In the hope that these friends will become – his followers. But, Jesus is about to die . . . Does this mean Jesus’ motive for making friends, is the hope that he will have someone to share with him the experience of death? That idea may strike us as repugnant, and yet, Simon, Jude, and nearly all the twelve who became Jesus’ followers, did in fact follow Him to a violent death. But, while granting that death was the actual outcome for the apostles from their friendship with Jesus, the question remains: “What was Jesus’ own motive for making these men his friends?”
That Jesus truly loved these men is evident from his preaching, and teaching, the miracles he worked; the wisdom he shared with them in parables. The question arises: Could love have been the motive for Jesus calling these men to follow him to death? Can love for one’s friend be reconciled with issuing to him a call to die?

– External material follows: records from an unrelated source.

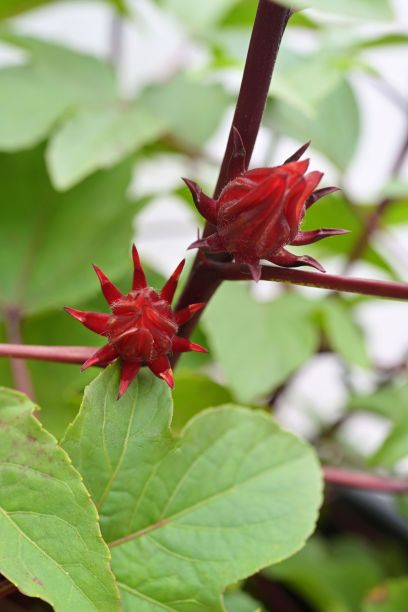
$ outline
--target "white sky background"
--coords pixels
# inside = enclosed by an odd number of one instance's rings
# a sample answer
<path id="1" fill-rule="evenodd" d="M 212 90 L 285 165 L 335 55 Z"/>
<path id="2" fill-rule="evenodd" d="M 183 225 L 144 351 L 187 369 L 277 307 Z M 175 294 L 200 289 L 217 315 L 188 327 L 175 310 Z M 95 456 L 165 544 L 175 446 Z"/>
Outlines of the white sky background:
<path id="1" fill-rule="evenodd" d="M 163 19 L 149 0 L 132 0 L 137 19 L 127 23 L 123 31 L 121 61 L 119 64 L 121 86 L 125 93 L 131 93 L 144 83 L 166 78 L 184 65 L 200 62 L 201 51 L 188 40 L 179 24 L 171 18 Z M 398 16 L 397 24 L 390 30 L 408 33 L 408 2 L 394 0 Z M 137 8 L 137 12 L 136 12 Z M 193 10 L 193 9 L 192 9 Z M 14 20 L 20 31 L 55 40 L 85 52 L 108 57 L 111 46 L 112 11 L 103 3 L 75 2 L 59 3 L 23 15 Z M 367 30 L 367 26 L 362 26 Z M 383 31 L 380 26 L 370 25 L 370 33 Z M 408 49 L 395 46 L 370 51 L 370 61 L 386 77 L 387 81 L 407 100 L 408 107 Z M 0 63 L 15 59 L 10 51 L 0 48 Z M 406 116 L 380 93 L 370 79 L 363 74 L 353 77 L 361 108 L 362 133 L 357 154 L 346 177 L 347 189 L 356 198 L 375 197 L 389 176 L 390 166 L 396 151 L 405 138 Z M 218 135 L 210 143 L 212 155 L 223 152 L 228 121 L 221 126 Z M 253 163 L 264 163 L 267 138 L 261 132 L 253 156 Z M 279 144 L 276 159 L 292 152 L 293 142 L 284 140 Z M 296 143 L 295 143 L 296 144 Z M 324 158 L 313 155 L 319 169 L 326 170 L 330 180 L 330 165 Z M 134 188 L 140 191 L 156 190 L 158 180 L 163 187 L 178 183 L 185 172 L 185 166 L 169 160 L 160 167 L 149 164 L 136 175 Z M 404 167 L 408 178 L 408 161 Z M 188 174 L 187 174 L 188 175 Z M 203 178 L 215 181 L 215 169 L 208 169 Z M 143 213 L 137 227 L 138 247 L 146 259 L 150 259 L 164 273 L 170 272 L 185 255 L 184 248 L 196 235 L 196 223 L 192 214 L 168 196 L 158 198 L 155 205 Z M 393 240 L 405 254 L 400 265 L 401 274 L 408 279 L 408 229 L 398 231 Z M 389 245 L 388 245 L 389 246 Z M 335 272 L 335 264 L 330 266 Z M 353 274 L 379 276 L 378 271 L 366 267 L 356 268 Z M 271 283 L 260 283 L 258 292 L 269 293 Z M 310 295 L 315 295 L 311 290 Z M 408 307 L 397 302 L 377 301 L 364 306 L 359 313 L 360 321 L 367 332 L 371 354 L 376 362 L 393 365 L 408 350 Z M 364 377 L 363 377 L 364 378 Z M 319 420 L 335 418 L 344 400 L 345 392 L 341 380 L 341 367 L 333 357 L 319 356 L 305 368 L 292 385 L 290 392 L 283 396 L 280 416 L 285 426 L 303 433 L 312 433 Z M 360 448 L 364 441 L 366 450 L 372 450 L 384 437 L 386 427 L 379 419 L 356 418 L 347 436 Z"/>

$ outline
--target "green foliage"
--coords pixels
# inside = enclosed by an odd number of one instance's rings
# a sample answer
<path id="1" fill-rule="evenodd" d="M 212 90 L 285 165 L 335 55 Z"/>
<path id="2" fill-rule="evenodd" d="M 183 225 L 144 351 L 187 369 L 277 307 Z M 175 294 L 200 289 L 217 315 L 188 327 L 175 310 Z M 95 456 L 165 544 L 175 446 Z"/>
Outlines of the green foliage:
<path id="1" fill-rule="evenodd" d="M 2 196 L 12 202 L 0 227 L 4 308 L 32 315 L 75 306 L 98 290 L 93 262 L 113 278 L 129 269 L 131 222 L 139 208 L 124 195 L 130 170 L 126 162 L 59 194 L 41 149 L 0 156 Z"/>
<path id="2" fill-rule="evenodd" d="M 63 446 L 99 510 L 122 609 L 221 611 L 228 584 L 312 531 L 316 458 L 269 415 L 233 405 L 173 437 L 162 381 L 142 371 L 119 401 L 117 385 L 110 366 L 88 387 Z"/>
<path id="3" fill-rule="evenodd" d="M 201 147 L 208 140 L 230 101 L 220 85 L 194 81 L 184 75 L 151 86 L 140 97 L 143 106 L 168 124 L 176 142 L 187 147 Z"/>
<path id="4" fill-rule="evenodd" d="M 313 537 L 303 550 L 265 573 L 319 612 L 360 612 L 366 592 L 383 578 L 373 550 L 351 538 L 326 542 Z"/>
<path id="5" fill-rule="evenodd" d="M 402 612 L 407 601 L 408 578 L 396 578 L 373 589 L 367 595 L 362 612 Z"/>
<path id="6" fill-rule="evenodd" d="M 228 591 L 224 595 L 227 612 L 262 612 L 262 606 L 244 591 Z"/>
<path id="7" fill-rule="evenodd" d="M 211 350 L 241 401 L 271 392 L 316 351 L 313 304 L 283 295 L 261 304 L 238 283 L 222 286 L 204 313 Z"/>
<path id="8" fill-rule="evenodd" d="M 0 571 L 59 612 L 118 610 L 96 509 L 34 408 L 1 389 Z"/>
<path id="9" fill-rule="evenodd" d="M 178 369 L 173 391 L 173 431 L 180 431 L 187 421 L 205 408 L 213 408 L 233 401 L 226 387 L 214 382 L 205 374 L 194 370 Z"/>
<path id="10" fill-rule="evenodd" d="M 393 11 L 389 0 L 283 0 L 290 8 L 314 8 L 328 13 L 359 19 L 391 19 Z"/>
<path id="11" fill-rule="evenodd" d="M 367 368 L 367 354 L 361 329 L 353 321 L 352 312 L 339 299 L 328 299 L 322 303 L 323 329 L 331 348 L 347 363 Z"/>

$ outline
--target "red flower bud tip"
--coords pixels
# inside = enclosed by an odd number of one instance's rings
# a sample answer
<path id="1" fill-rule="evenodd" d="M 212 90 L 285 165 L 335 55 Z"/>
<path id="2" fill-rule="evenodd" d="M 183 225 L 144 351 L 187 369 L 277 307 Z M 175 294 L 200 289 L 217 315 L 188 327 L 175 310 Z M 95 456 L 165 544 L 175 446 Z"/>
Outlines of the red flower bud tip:
<path id="1" fill-rule="evenodd" d="M 119 358 L 121 376 L 118 398 L 137 376 L 140 367 L 147 365 L 162 378 L 169 387 L 174 387 L 169 353 L 186 351 L 207 352 L 205 348 L 177 336 L 180 325 L 204 307 L 190 304 L 179 312 L 173 312 L 171 301 L 184 266 L 182 261 L 160 293 L 147 286 L 136 247 L 133 245 L 132 290 L 123 295 L 107 276 L 94 266 L 101 288 L 112 314 L 82 312 L 75 308 L 65 310 L 85 327 L 105 336 L 108 344 L 97 350 L 82 366 L 85 370 L 93 365 L 107 365 Z"/>
<path id="2" fill-rule="evenodd" d="M 312 266 L 324 272 L 312 257 L 298 257 L 284 248 L 348 233 L 341 229 L 307 232 L 300 229 L 306 209 L 323 196 L 337 191 L 336 187 L 316 189 L 323 174 L 308 173 L 309 160 L 299 161 L 309 144 L 300 147 L 281 166 L 245 170 L 245 150 L 234 128 L 230 170 L 236 177 L 224 187 L 219 198 L 210 198 L 196 183 L 183 179 L 197 209 L 216 230 L 196 240 L 189 248 L 230 253 L 237 263 L 249 266 L 255 281 L 261 277 L 261 259 L 285 267 Z"/>

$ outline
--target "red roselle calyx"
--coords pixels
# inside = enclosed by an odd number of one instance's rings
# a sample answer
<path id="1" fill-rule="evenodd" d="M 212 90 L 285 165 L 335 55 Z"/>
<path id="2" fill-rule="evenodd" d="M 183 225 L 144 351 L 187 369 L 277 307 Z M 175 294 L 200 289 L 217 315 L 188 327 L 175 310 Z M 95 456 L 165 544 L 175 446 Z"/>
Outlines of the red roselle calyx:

The call to love is a call to be united with the beloved, and at the point the beloved is about to die, then to be united means to die with the beloved. But if Simon, Jude and others were united to Jesus in death, they were united with him also three days later, when he rose victoriously triumphant over death, and it is here, in the splendor of Easter morning, that Jesus’ true motive for making friends becomes evident: It is was His hope that when, after his resurrection, the song was sung: “Oh death, where is your sting?” the whole world would sing in response: “Jesus and his friends — those thieves, took it away!”